Kennedy, Saskatchewan sits some 200 kilometers east of Regina, and has some 240 inhabitants – on a good
day. Each and every single one of them has a special connection to the Olympic Winter Games: Team Canada
defenceman and sparkplug Colleen
Sostorics, a native of Kennedy who has gone to represent them, and all of Canada, on the biggest
international sporting stage of them all.
Kennedy’s population dropped by one a few years back, when Colleen Sostorics moved to Calgary to train
full-time, and chase her dream of patrolling the blue line for Canada’s National Women’s Team at World
Championships and the Olympics. But Kennedy could always count on her. When she plays, when she speaks, the
town of Kennedy is always in the forefront. And when you drive through Kennedy, you may very well end up on
Colleen Sostorics Way, a street named after her following the 2002 Winter Olympics.
Sostorics’ story is a very Canadian story. Smalltown kid plays minor hockey all the way up, first lacing up
the skates at the age of four. Voted captain of the town’s boys Bantam AA team. And now an Olympic hero.
Except this was a girl playing boy’s hockey. Not that anyone ever brought that to her attention.
“I think that I have the community and the boys that I played with to thank for where I am today. If they
wouldn’t have been supportive of having a girl on the team, and had picked on me or made me feel unwelcome, I
probably never would have kept playing and been able to come to a great thing like the Olympics. I really do
have the community of Kennedy and the guys who I played with growing up to thank for this.”
“Playing in Kennedy, you play with the same group of players growing up all the way from when you’re four
years old. Every year, you’re with the same core group of players. So, to the guys on my team, I was just
another hockey player. Just ‘one of the boys’, if you will. It was really just my friends that I was playing
with, not that I was a girl on a boys team.”
While Sostorics notes that she hasn’t been able to stay in touch with all of her former teammates, she knows
that they are somewhere watching and cheering for their former neighbour, classmate and captain.
“I’m sure they’re all very, very proud, and glued to their tvs. Not only to watch us play but all the
Olympics. I think it really brings Canada together in the small towns in rural Saskatchewan.”
“Everytime that I run into one of them on the street, when I’m home, or in Regina, they’re always saying ‘Do
you remember when?’ and ‘I can’t believe that I used to play with you’. So all the guys are so supportive. I
also get the odd e-mail of support from them as well.”
With only hours left before another ‘most important game of her life’, Sostorics’ focus stays the same. And
the fact that Sweden, a team that Canada has defeated 43 times in their 44 meetings. A team that Canada beat
nine times this year, including a 2-0 exhibition game seven days before the Winter Olympics bgean.

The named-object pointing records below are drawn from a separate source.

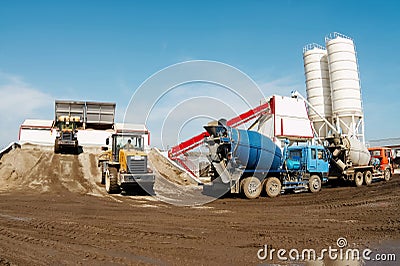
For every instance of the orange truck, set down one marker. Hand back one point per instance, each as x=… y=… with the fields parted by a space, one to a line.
x=381 y=159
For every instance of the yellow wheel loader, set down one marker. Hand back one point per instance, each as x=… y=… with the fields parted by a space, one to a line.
x=125 y=166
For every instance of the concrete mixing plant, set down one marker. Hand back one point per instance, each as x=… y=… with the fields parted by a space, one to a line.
x=333 y=87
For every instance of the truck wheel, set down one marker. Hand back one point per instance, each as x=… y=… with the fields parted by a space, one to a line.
x=56 y=148
x=358 y=179
x=387 y=174
x=367 y=178
x=314 y=184
x=103 y=175
x=112 y=186
x=273 y=187
x=103 y=178
x=251 y=187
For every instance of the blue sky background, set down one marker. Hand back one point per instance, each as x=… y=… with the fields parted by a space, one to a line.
x=103 y=50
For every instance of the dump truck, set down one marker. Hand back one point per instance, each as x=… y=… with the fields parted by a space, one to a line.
x=124 y=166
x=247 y=162
x=351 y=161
x=381 y=159
x=69 y=117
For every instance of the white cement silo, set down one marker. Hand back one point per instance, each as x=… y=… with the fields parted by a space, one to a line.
x=345 y=85
x=318 y=86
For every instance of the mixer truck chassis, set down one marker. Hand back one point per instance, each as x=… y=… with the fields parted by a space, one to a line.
x=249 y=163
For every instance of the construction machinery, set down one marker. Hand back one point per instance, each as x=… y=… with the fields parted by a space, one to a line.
x=124 y=166
x=381 y=159
x=350 y=158
x=66 y=138
x=247 y=162
x=69 y=117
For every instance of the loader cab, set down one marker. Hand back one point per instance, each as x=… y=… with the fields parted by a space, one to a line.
x=313 y=159
x=129 y=142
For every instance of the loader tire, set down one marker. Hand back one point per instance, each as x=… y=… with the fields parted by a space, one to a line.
x=387 y=174
x=273 y=187
x=367 y=178
x=358 y=179
x=251 y=187
x=314 y=184
x=112 y=186
x=56 y=148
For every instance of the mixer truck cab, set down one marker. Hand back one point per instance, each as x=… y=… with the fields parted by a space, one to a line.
x=260 y=165
x=125 y=165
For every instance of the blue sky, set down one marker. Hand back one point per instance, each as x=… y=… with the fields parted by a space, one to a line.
x=104 y=50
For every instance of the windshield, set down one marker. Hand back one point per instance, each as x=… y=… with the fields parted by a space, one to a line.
x=295 y=155
x=130 y=142
x=375 y=153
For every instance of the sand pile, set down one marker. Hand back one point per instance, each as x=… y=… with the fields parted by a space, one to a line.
x=37 y=168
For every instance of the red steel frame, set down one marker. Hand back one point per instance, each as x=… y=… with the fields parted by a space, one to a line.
x=196 y=141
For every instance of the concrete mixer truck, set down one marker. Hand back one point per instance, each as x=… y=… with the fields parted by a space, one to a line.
x=350 y=158
x=247 y=162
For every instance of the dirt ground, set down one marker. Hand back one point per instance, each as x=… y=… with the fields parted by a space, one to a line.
x=54 y=211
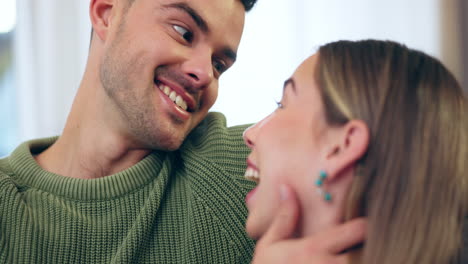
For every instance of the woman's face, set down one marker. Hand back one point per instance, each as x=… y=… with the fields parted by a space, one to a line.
x=286 y=149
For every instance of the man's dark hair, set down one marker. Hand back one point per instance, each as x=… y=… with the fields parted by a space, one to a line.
x=248 y=4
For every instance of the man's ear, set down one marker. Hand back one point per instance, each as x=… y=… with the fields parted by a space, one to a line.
x=100 y=12
x=348 y=145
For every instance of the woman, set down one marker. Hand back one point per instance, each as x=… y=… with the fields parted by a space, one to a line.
x=377 y=130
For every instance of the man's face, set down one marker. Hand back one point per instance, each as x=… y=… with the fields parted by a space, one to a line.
x=162 y=62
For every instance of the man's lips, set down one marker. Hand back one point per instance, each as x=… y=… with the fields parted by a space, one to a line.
x=177 y=94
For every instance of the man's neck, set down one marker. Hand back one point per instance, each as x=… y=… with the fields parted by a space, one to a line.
x=91 y=145
x=88 y=155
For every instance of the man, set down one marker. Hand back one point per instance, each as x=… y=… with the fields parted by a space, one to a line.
x=125 y=182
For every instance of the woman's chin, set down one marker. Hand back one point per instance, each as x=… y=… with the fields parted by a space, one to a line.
x=251 y=229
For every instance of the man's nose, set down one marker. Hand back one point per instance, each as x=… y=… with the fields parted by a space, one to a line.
x=199 y=68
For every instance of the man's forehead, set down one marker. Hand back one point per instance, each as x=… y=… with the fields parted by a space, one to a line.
x=223 y=19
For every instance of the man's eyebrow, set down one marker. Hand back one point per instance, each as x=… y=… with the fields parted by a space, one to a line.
x=293 y=84
x=201 y=23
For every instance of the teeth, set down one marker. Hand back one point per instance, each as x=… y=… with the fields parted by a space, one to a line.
x=252 y=174
x=181 y=103
x=177 y=99
x=167 y=90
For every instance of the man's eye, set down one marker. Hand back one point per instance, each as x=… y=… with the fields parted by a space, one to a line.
x=185 y=33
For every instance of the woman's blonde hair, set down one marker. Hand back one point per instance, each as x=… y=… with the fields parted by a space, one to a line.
x=412 y=182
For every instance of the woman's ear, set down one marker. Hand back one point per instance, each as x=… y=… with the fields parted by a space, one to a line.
x=348 y=144
x=100 y=12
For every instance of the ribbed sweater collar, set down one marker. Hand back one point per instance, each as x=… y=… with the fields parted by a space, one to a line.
x=28 y=173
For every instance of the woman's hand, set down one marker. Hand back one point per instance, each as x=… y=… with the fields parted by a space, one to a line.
x=278 y=246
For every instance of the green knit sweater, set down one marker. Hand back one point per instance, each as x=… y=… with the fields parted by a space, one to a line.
x=179 y=207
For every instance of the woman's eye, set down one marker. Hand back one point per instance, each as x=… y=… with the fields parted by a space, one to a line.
x=185 y=33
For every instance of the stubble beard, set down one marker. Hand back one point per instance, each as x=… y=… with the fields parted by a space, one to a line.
x=133 y=104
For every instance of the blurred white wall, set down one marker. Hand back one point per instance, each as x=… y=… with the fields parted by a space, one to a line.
x=53 y=37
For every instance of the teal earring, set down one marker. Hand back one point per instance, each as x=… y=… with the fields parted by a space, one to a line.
x=319 y=183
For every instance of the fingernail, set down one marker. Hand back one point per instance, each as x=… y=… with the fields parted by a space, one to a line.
x=284 y=192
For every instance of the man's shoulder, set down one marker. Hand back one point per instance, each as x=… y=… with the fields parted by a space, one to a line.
x=220 y=150
x=5 y=168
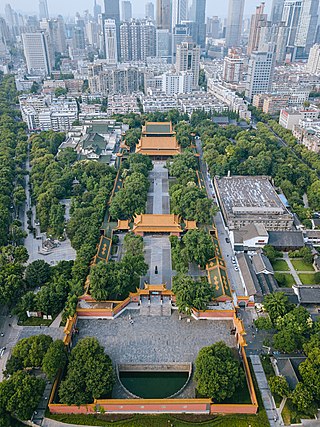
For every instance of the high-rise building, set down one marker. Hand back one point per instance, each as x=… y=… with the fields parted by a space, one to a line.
x=126 y=10
x=149 y=11
x=96 y=10
x=36 y=52
x=43 y=9
x=200 y=19
x=112 y=10
x=307 y=27
x=164 y=14
x=188 y=59
x=213 y=27
x=233 y=67
x=258 y=20
x=110 y=34
x=234 y=23
x=260 y=72
x=276 y=11
x=314 y=60
x=179 y=11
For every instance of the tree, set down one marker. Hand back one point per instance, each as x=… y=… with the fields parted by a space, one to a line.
x=276 y=304
x=217 y=373
x=310 y=372
x=191 y=294
x=95 y=378
x=37 y=274
x=21 y=394
x=278 y=385
x=263 y=323
x=198 y=247
x=302 y=398
x=54 y=359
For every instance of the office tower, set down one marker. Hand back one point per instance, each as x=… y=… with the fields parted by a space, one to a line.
x=164 y=14
x=233 y=67
x=163 y=44
x=260 y=72
x=314 y=60
x=112 y=10
x=96 y=10
x=78 y=40
x=149 y=11
x=110 y=34
x=180 y=34
x=43 y=9
x=126 y=11
x=291 y=17
x=200 y=20
x=307 y=27
x=188 y=59
x=258 y=20
x=213 y=27
x=234 y=23
x=36 y=52
x=179 y=11
x=276 y=11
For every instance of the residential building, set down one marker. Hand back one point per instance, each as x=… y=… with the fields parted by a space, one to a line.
x=260 y=72
x=234 y=23
x=43 y=9
x=188 y=59
x=110 y=32
x=36 y=52
x=233 y=66
x=164 y=19
x=149 y=13
x=258 y=21
x=314 y=59
x=126 y=10
x=246 y=200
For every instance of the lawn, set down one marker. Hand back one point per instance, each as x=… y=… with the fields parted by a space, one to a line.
x=280 y=265
x=300 y=265
x=289 y=280
x=166 y=420
x=308 y=278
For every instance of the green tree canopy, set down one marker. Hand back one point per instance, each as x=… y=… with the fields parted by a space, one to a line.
x=95 y=378
x=217 y=373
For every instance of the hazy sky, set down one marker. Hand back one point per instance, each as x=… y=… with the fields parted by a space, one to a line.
x=69 y=7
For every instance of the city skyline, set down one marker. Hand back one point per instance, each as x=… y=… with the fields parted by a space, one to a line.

“It hasn’t changed our preparation at all. We’re still into the game, as it’s where we wanted to be, in the
gold medal final. We had a great practice today, we have a pre-game skate tomorrow. And we’ll be ready when
the puck drops at 8:30.”
So will Kennedy.
Sostorics on the advantage of having the experience of playing in an Olympic final in 2002
“Being at a second Olympics, you sort of know what to expect going into that final game. And we know what it
means, so we’re preparing as well as we can so that we have the best game of our lives.”